April 4th, 2007 · by Tim Minahan · 2 Comments · best practices, enviro/social sustainability, supply management, supply risk

Just as the doubters ramp up their rhetoric against the possibility that doing good for the world can also be good for business, Fortune magazine this week published a 21-page expose on how environmentally and socially responsible practices are now big business.

The feature – Green is Good – highlights 10 global companies that are using sustainable supply strategies, alternative energy, eco-materials, and other approaches into top-line profits and competitive advantage. (Fortune editors admittedly left some of the giants of sustainability, such as GE, Starbucks, and Wal-Mart, off the list because their successes in this area have been so widely covered. Although, Fortune ranked these firms among its Most Admired Companies, noting that they (and others like Toyota) “are building their growth at least partly on strategies and products aimed at helping the planet.”)

The point of the article is the mantra with which Supply Excellence now familiar: leading companies recognize that corporate responsibility and sustainable supply strategies are less about doing good and more about mitigating risks, reducing operating and supply costs, and increasing profits.

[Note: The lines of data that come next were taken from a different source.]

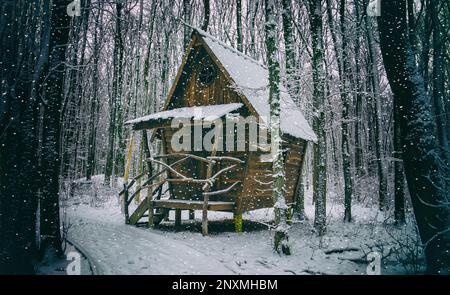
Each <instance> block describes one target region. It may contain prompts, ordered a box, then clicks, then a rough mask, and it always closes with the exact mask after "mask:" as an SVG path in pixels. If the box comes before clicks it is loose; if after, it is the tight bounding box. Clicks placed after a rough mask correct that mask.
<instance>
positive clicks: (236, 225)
mask: <svg viewBox="0 0 450 295" xmlns="http://www.w3.org/2000/svg"><path fill="white" fill-rule="evenodd" d="M242 227H243V226H242V213H239V212H234V229H235V231H236V232H237V233H241V232H242Z"/></svg>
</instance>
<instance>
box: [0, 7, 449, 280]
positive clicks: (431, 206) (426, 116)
mask: <svg viewBox="0 0 450 295" xmlns="http://www.w3.org/2000/svg"><path fill="white" fill-rule="evenodd" d="M70 2H71V1H67V0H65V1H63V0H41V1H38V0H36V1H25V0H0V42H1V45H0V94H1V98H0V273H16V274H23V273H33V272H34V269H33V261H34V260H39V259H40V258H41V257H42V255H43V253H45V251H47V250H49V249H51V250H52V251H55V253H57V254H59V255H62V251H61V231H60V220H59V202H60V200H61V199H63V198H67V197H69V196H70V193H67V192H68V190H69V189H68V188H70V183H71V181H73V180H75V179H78V178H81V177H86V179H90V178H91V177H92V176H93V175H96V174H104V182H105V184H107V185H111V186H114V185H115V184H116V179H117V177H118V176H121V175H122V174H123V169H124V163H125V159H124V155H125V149H126V143H127V142H126V139H127V137H128V132H129V130H127V129H126V128H124V126H123V123H124V122H125V121H126V120H127V119H129V118H133V117H138V116H141V115H144V114H149V113H152V112H155V111H158V110H160V108H161V106H162V105H163V103H164V98H165V94H166V93H167V91H168V87H169V85H170V84H169V83H170V82H171V80H172V79H173V77H174V75H175V71H176V69H177V67H178V65H179V63H180V60H181V57H182V54H183V50H184V48H185V47H186V45H187V42H188V41H189V38H190V33H191V28H190V27H188V26H184V25H183V22H182V21H184V22H185V23H188V24H192V25H193V26H198V27H202V28H203V29H204V30H207V31H208V32H209V33H211V34H212V35H214V36H215V37H217V38H219V39H220V40H223V41H225V42H227V43H229V44H231V45H232V46H234V47H236V48H237V49H238V50H240V51H242V52H244V53H245V54H248V55H250V56H252V57H253V58H255V59H257V60H261V61H263V62H264V63H266V64H268V61H267V58H266V56H267V52H266V51H267V50H271V52H272V51H273V50H274V51H273V52H274V54H277V55H278V56H279V59H280V61H281V72H282V75H281V76H282V78H281V79H282V80H283V81H284V82H285V84H286V85H287V87H288V91H289V92H290V93H291V94H292V96H293V97H294V98H295V99H296V102H297V103H298V104H299V106H300V107H301V108H302V110H303V112H304V113H305V115H306V117H307V119H308V120H309V121H310V122H311V124H312V125H313V126H314V129H315V132H316V134H317V135H318V138H319V142H318V143H317V144H316V145H315V146H314V148H311V149H309V151H310V152H309V154H308V160H307V162H306V167H305V175H304V176H303V177H304V180H305V181H304V183H305V185H306V186H307V187H309V186H314V199H315V202H316V203H315V204H316V219H315V226H316V227H317V228H318V232H319V234H325V233H326V214H325V213H326V211H325V208H326V207H325V205H326V200H327V198H326V197H327V194H328V197H330V196H332V197H334V198H337V199H338V200H342V206H344V207H345V214H344V216H343V217H342V218H343V219H344V220H345V221H347V222H351V221H352V212H351V208H352V202H369V203H373V204H374V207H376V209H377V210H388V209H389V208H392V207H394V213H395V216H394V219H395V222H396V223H398V224H401V223H403V222H405V196H410V200H411V203H412V205H413V210H414V215H415V217H416V220H417V226H418V229H419V233H420V236H421V240H422V242H423V244H424V246H425V247H424V249H425V255H426V260H427V266H428V271H429V272H430V273H438V272H440V271H441V272H445V271H448V270H449V265H450V254H449V252H448V251H449V249H450V220H449V219H450V214H449V210H450V209H449V181H450V175H449V172H448V171H449V158H450V156H449V144H448V139H449V135H448V129H449V126H450V125H449V120H450V115H449V110H450V95H449V82H448V81H449V75H450V66H449V64H450V63H449V58H450V51H449V46H448V45H449V40H448V38H449V29H450V25H449V22H448V19H449V17H450V2H449V1H446V0H436V1H432V0H421V1H412V0H407V1H404V0H398V1H395V0H392V1H382V3H381V17H379V18H375V17H371V16H368V15H367V13H366V7H367V5H368V2H369V1H368V0H299V1H289V0H266V1H262V0H260V1H258V0H242V1H241V0H220V1H211V2H210V1H207V0H203V1H201V0H176V1H162V0H161V1H151V0H148V1H147V0H145V1H144V0H128V1H119V0H82V1H81V8H82V9H81V15H80V16H77V17H74V18H71V17H69V16H68V15H67V13H66V7H67V5H68V4H69V3H70ZM268 9H270V11H269V12H271V14H270V15H271V16H272V17H273V15H274V14H275V17H274V19H275V20H276V21H277V22H276V23H277V26H275V27H273V26H267V27H266V29H267V30H265V29H264V28H265V25H266V19H267V18H269V17H268V14H267V13H266V12H267V11H268ZM269 30H275V31H276V32H278V34H277V35H276V36H277V38H278V39H277V40H276V41H277V42H276V44H279V46H275V47H274V48H266V34H265V32H266V31H269ZM153 148H155V149H157V148H158V147H156V146H155V147H153ZM134 162H135V163H137V162H138V159H134ZM134 166H136V167H137V166H138V164H135V165H134ZM134 166H133V167H134ZM133 169H137V168H133ZM405 175H406V177H405ZM405 179H406V181H405ZM405 184H407V186H405ZM406 199H407V200H409V198H406ZM407 203H409V201H408V202H407ZM298 210H302V209H301V208H299V209H298Z"/></svg>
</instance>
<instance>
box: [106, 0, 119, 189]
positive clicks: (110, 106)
mask: <svg viewBox="0 0 450 295" xmlns="http://www.w3.org/2000/svg"><path fill="white" fill-rule="evenodd" d="M122 9H123V4H121V3H120V2H118V3H116V24H115V33H114V53H113V55H114V56H113V67H114V69H113V71H114V76H113V93H112V96H111V97H110V101H109V112H110V113H109V128H108V150H107V155H106V167H105V184H108V185H112V186H114V184H115V180H114V179H111V177H112V176H113V172H114V170H115V169H114V166H115V165H114V160H115V159H117V158H116V157H117V156H116V142H117V134H119V133H120V132H121V130H118V127H119V126H118V125H119V124H120V121H119V119H120V118H119V116H118V111H121V110H120V108H121V103H120V102H121V100H122V97H121V94H122V93H121V92H122V91H121V89H122V79H123V77H122V61H123V39H122ZM122 156H123V155H122ZM116 165H117V163H116Z"/></svg>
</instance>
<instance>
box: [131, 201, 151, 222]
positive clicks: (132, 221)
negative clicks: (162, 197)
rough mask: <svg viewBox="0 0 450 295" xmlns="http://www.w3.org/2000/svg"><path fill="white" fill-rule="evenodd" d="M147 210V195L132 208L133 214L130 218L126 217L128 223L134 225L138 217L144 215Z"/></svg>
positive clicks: (139, 218)
mask: <svg viewBox="0 0 450 295" xmlns="http://www.w3.org/2000/svg"><path fill="white" fill-rule="evenodd" d="M147 210H148V197H147V198H145V199H144V200H143V201H142V202H141V203H140V204H139V206H138V207H137V208H136V210H134V212H133V214H131V216H130V218H129V219H128V224H131V225H134V224H136V223H137V222H138V221H139V219H141V218H142V215H144V213H145V211H147Z"/></svg>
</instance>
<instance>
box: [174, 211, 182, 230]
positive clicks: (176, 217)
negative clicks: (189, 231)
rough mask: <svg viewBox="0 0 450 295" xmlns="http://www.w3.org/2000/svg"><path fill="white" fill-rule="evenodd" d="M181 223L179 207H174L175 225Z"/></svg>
mask: <svg viewBox="0 0 450 295" xmlns="http://www.w3.org/2000/svg"><path fill="white" fill-rule="evenodd" d="M180 225H181V209H175V226H180Z"/></svg>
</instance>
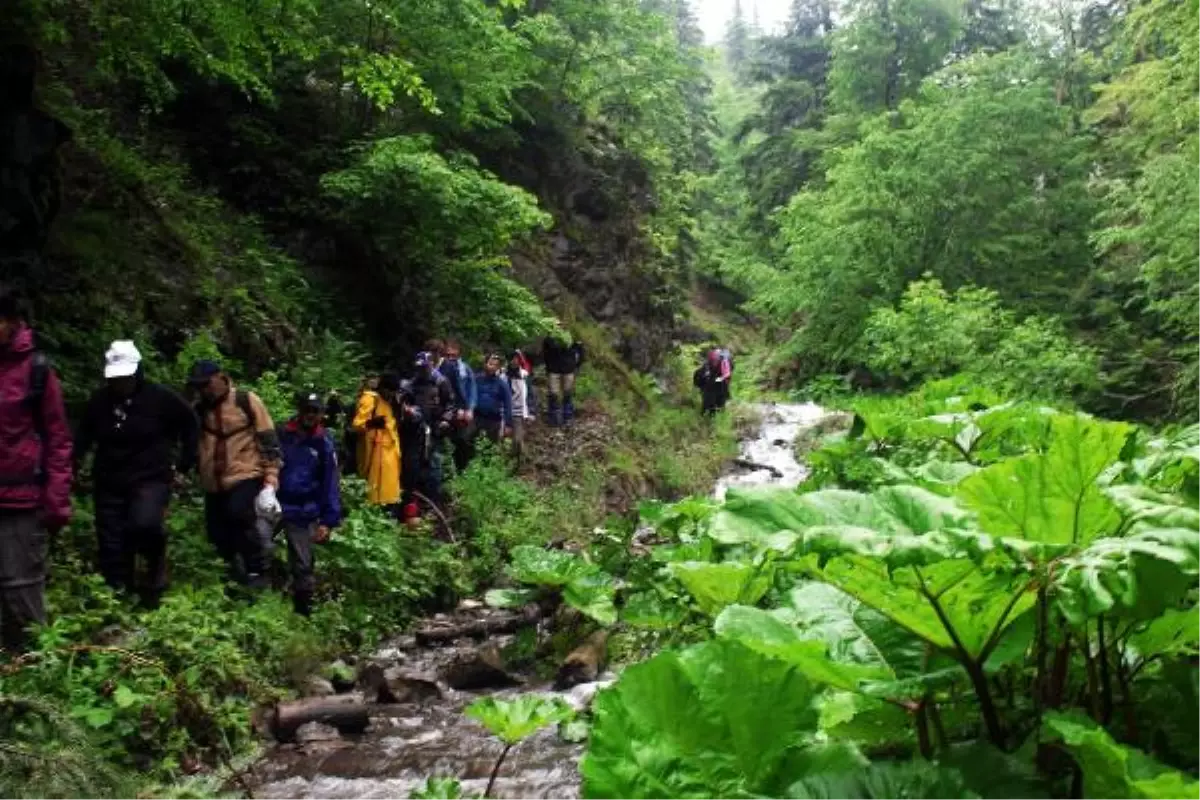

“We’re at the threshold of a different era, one in which smart companies are trying to figure out how to profit by solving the world’s big environmental problems,” according to the article. And many of companies featured by Fortune are driving profits through sustainable supply strategies:

  • Continental Airlines has spent more than $16 billion over the past 10 years to replace its fleet with more efficient aircraft. The airline is also working with suppliers to design more fuel-efficient engines, build energy efficient terminals, and track carbon emissions and recycling.
  • Tesco’s shift to energy efficient stores running on wind power and biodiesel delivery trucks will help cut its energy use in half by 2008. The U.K. grocery giant is tracking the “carbon costs” of the products grown and produced by its suppliers. Tesco has also linked senior-management bonuses to energy- and waste-reduction targets.
  • S.C. Johnson continues to work with suppliers to uncover eco-friendly and recyclable materials to replace pollutants in its core products, such as Windex and Saran Wrap. The company has also created a classification system that evaluates the impact of thousands of raw materials on human and environmental health. S.C. Johnson now licenses this “Greenlist” process royalty free to other companies.
  • Patagonia, a pioneer of the sustainability movement, continues to tap its raw materials sourcing group to identify new materials and processes to make its products as sustainable as possible. For example, Patagonia worked with a a Japanese fabric supplier Tejin to invent a process by which polyester can be almost endlessly recycled. And Patagonia now encourages customers to send back their worn-out clothes to be recycled. The process helps the environment, strengthens Patagonia’s brand, and cuts material and energy costs for the company.
  • California’s new law to cut the state’s greenhouse-gas emissions 25% by 2020 and to cut the carbon content of transportation fuels is pushing suppliers from automakers to cement makers to embrace more sustainable designs, materials, and manufacturing processes.

If these examples aren’t enough to demonstrate the positive and long-term impact sustainable supply strategies can have on corporate costs, security, and profits General Electric CEO Jeffrey Immelt clears things up: “The opportunity to provide environmental solutions is going to be one of the big four or five themes of our generation of business leadership.”

Supply managers should not embrace sustainable approaches just because it’s good for the environment or even just because it’s good for the business. But because its good for the supply management function and your personal career.

Sustainability is quickly shaping up to be one of those watershed moments that vaults supply management into the corporate spotlight. (Like the Energy Crisis of the 1970s or the threat of lower priced, better quality products from Japan in the 1980s.) Savvy supply management organizations will use sustainable supply as a method to demonstrate how they can support the corporate agenda and contribute value to the company – in the form of secure, long-term supply, enhanced corporate brand, and bigger profits.